I agree with Kevin in first ruling out more sinister pathologies such as an apical
tumor. Manipulation of the upper cervical region "if it's manip. lesion and
there is no brachio plexius irritation, will reduce the hyperactivity at the
scalene
faster than anything else "in most" in my experience.
Most people I see with scalene hyerfacilitation (which is most) have the classic
upper crossed and lower crossed imbalance. Release of the hyperactive scalene
will only come with coactivation of the inhibited antagonists "PNF". Perform a
release
of the scalene while the patient INTENSELY coactivates the downward scapular
depressors. It is critical that pure scapular depression is performed with no
retraction
or protraction. These inhibited muscles can be better facilitated by putting 3-4
tennis
balls in a sock and used on each side. I call it "downward chest expansion" or
Charles
Atlas chest.
Scalene inhibition in my experience will occur only when the patient can
adequately
facilitate this inhibited muscles in a functional way and this adaptive posture
corrected. The adaptive shortening and scar tissue of the scalenes must be
released as
well as any hyper irritable "nerve knots" and TPs. The lower crossed imbalance
will also
have to be corrected for a permanent correction of the chain dysfunction. The
patient is
probably an upper chest breather, is either tense or sits alot.

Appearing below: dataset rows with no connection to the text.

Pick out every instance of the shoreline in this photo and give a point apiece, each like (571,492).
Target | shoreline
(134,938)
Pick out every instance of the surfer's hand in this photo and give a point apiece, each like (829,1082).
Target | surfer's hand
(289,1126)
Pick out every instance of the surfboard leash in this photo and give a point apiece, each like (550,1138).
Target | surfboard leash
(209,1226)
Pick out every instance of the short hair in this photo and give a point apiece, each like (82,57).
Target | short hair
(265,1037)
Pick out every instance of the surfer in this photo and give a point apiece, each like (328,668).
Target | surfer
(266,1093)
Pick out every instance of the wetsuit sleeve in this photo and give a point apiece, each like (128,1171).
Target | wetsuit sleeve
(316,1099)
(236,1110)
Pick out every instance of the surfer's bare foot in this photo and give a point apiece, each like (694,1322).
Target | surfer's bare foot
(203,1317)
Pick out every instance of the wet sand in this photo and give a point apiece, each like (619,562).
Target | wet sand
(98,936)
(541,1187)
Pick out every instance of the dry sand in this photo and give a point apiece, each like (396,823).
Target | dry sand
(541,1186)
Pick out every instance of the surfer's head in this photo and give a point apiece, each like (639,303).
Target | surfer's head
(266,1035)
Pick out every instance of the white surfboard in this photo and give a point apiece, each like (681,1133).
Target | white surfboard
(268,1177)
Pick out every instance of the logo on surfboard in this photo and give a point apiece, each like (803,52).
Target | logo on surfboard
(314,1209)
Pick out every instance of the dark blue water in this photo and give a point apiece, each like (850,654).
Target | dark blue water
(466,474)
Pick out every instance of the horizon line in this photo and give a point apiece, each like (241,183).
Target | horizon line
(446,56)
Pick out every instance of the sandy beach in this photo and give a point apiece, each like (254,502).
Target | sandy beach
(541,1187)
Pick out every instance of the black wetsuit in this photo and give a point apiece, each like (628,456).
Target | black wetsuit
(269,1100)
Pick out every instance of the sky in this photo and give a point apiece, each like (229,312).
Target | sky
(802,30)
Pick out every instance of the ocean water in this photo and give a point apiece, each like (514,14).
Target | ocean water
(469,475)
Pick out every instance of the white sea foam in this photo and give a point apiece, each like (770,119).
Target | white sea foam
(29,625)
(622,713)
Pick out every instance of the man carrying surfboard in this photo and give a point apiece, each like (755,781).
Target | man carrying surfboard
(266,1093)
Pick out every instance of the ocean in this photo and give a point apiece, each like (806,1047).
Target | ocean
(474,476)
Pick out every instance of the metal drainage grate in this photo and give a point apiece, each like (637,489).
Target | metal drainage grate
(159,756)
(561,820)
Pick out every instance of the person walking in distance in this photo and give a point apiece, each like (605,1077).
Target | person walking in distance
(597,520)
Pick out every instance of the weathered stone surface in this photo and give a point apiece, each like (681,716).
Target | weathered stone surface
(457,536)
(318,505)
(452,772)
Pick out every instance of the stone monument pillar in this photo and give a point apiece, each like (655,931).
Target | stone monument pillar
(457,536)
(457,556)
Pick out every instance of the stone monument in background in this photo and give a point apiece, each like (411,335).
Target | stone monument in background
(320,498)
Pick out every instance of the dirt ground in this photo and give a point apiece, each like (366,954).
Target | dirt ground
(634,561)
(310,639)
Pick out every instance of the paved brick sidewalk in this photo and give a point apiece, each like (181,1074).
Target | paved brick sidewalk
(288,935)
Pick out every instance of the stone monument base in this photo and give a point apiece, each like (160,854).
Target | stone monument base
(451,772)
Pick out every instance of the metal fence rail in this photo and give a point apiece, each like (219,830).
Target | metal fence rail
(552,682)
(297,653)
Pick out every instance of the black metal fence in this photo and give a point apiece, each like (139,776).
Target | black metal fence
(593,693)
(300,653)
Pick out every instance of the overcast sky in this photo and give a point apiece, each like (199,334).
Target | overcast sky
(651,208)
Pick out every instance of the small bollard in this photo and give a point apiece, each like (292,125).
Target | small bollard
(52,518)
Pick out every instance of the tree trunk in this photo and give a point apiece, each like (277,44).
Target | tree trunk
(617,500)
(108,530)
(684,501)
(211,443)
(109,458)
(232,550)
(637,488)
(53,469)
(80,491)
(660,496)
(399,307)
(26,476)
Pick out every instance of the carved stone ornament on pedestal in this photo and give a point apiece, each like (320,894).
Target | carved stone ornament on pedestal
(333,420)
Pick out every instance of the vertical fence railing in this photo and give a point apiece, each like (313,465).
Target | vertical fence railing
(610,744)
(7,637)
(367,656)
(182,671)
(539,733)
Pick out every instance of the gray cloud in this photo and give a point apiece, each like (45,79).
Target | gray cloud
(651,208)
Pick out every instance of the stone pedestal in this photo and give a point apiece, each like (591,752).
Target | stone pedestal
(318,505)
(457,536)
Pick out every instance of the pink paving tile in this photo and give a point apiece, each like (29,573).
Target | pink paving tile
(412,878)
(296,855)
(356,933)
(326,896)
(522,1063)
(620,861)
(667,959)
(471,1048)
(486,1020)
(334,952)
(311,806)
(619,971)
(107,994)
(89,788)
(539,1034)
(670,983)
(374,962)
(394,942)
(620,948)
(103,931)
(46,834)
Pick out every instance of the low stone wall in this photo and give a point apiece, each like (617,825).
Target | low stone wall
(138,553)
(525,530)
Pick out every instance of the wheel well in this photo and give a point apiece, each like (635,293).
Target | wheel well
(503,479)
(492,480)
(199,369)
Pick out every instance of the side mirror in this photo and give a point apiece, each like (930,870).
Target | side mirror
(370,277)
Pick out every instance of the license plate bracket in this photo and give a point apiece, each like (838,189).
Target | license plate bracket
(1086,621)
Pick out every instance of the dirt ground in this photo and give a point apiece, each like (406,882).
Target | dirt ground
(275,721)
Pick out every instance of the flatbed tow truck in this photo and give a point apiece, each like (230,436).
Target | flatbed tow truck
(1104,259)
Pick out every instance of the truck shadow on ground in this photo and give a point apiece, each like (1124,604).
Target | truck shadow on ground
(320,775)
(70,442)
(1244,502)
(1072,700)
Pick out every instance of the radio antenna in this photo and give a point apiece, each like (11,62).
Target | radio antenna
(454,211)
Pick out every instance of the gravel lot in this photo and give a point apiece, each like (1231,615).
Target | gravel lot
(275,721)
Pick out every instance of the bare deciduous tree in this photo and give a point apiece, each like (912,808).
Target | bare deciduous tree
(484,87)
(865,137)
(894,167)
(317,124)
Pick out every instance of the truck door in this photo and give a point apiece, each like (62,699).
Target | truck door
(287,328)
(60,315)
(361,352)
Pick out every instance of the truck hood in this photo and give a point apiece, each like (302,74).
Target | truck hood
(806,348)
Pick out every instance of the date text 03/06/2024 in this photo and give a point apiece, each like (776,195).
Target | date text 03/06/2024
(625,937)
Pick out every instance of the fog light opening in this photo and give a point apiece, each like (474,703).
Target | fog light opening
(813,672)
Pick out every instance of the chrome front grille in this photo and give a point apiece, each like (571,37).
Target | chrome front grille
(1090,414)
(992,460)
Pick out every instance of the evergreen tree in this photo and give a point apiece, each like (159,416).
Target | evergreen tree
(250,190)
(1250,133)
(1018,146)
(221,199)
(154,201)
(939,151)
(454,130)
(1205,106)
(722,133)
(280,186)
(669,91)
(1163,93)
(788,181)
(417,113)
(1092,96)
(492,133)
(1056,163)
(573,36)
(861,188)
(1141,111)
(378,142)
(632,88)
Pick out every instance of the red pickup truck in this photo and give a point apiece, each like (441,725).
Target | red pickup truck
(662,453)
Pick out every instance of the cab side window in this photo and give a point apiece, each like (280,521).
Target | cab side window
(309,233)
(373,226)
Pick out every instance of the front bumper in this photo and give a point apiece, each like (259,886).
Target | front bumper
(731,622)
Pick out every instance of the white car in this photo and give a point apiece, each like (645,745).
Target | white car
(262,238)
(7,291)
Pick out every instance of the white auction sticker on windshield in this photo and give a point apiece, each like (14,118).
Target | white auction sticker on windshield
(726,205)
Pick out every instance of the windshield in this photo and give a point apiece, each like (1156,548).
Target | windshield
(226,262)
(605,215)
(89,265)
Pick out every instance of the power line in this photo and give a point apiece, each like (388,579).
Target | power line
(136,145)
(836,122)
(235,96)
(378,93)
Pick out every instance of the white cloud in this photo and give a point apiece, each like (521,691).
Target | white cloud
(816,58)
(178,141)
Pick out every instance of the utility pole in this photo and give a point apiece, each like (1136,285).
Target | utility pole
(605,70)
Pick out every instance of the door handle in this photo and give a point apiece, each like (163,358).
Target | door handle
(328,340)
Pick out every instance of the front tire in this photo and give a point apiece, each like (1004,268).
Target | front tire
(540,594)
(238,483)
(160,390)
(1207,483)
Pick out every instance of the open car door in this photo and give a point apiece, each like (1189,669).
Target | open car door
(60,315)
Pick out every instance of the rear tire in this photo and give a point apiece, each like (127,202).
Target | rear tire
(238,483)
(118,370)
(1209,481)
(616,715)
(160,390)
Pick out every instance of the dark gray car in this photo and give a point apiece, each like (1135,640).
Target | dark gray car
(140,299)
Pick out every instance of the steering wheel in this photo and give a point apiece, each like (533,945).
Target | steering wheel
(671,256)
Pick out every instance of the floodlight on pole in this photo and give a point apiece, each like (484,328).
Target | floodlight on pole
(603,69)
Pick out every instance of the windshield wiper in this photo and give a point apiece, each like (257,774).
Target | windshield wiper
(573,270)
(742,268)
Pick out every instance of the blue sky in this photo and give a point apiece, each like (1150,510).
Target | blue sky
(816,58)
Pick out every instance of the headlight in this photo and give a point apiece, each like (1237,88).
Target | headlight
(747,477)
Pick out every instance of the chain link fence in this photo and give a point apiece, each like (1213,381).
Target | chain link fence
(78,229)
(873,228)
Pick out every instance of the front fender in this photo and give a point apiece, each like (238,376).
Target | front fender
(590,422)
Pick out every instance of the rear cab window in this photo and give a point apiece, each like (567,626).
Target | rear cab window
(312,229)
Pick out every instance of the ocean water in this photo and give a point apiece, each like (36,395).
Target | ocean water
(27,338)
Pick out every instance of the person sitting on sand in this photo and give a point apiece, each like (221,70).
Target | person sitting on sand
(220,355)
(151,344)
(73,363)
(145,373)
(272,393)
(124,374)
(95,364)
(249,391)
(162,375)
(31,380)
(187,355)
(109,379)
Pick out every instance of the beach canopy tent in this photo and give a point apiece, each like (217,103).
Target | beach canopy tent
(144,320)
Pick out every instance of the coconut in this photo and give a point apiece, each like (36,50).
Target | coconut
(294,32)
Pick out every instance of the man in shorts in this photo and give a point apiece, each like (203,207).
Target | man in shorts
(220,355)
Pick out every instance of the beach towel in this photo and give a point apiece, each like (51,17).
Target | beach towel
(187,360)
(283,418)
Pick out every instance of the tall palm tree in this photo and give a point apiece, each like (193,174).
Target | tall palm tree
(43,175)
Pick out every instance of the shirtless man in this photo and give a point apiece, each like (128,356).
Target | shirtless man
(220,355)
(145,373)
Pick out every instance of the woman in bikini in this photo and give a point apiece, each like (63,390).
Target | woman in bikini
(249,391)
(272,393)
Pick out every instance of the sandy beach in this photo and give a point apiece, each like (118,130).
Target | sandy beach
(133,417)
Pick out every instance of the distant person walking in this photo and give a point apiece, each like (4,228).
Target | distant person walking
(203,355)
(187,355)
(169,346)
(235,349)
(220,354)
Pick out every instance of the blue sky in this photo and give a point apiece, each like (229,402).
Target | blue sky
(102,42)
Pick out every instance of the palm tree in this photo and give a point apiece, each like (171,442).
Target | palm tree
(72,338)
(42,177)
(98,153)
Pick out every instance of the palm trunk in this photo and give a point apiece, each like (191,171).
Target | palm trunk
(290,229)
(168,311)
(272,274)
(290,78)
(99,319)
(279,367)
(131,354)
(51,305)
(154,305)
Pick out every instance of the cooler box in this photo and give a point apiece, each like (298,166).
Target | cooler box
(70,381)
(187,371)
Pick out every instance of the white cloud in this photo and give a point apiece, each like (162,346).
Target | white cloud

I'll stop know, Hope this helps
Best of luck
Keith
Keith A. Zenker D.C.
Santa Cruz, CA
[log in to unmask]
[log in to unmask] wrote:
> Patient with scalene pain and SCM insertion pain. No history of trauma, pain
> increases with shoulder abduction. Patient describes pain as being behind the
> SC joint. Came back today after home program of mild scalene stretches with
> increased complaints of pain. I am having trouble figureing etiology of pain.